The Nintendo 64 had some glaring weaknesses that were caused by a combination of oversight on the part of the hardware designers, limitations on 3D technology of the time, and manufacturing capabilities. One major flaw was the limited texture cache of 4 KiB.
This made it extremely difficult to load anything but small textures into the rendering engine, especially textures with high color depth, and was the primary cause of blurry graphics.
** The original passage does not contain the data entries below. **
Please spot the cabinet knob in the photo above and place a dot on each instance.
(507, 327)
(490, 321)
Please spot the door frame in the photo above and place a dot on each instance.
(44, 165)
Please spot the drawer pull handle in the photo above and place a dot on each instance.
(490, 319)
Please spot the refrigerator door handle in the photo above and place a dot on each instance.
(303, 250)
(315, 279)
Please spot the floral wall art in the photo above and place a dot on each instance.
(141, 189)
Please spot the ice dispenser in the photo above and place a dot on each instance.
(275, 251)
The small texture limitation caused blurring because developers would stretch these small textures cover a surface and then the console's bilinear filtering would blur them even more.
To make matters worse, because of how the renderer was designed, if mipmapping was used the texture cache was effectively halved to 2 KiB. To put this in perspective, this cache could be quickly filled with even small textures (a 64×64 4-bit/pixel (bpp) texture is 2 KiB and a 128×64 4 bpp texture is 4 KiB). Modern video cards and consoles (2006) frequently deal with 1024 x 1024 8 bpp and larger textures, and have a more flexible texture cache (not always larger).
Towards the end of Nintendo 64's lifetime, creative developers managed to use tricks such as multi-layered texturing and heavily-clamped small texture pieces to simulate larger textures. Conker's Bad Fur Day is possibly the best example of this ingenuity. Games would often also use plain colored Gouraud shading instead of texturing on some surfaces, especially in games with themes not targeting realism (e.g. Super Mario 64).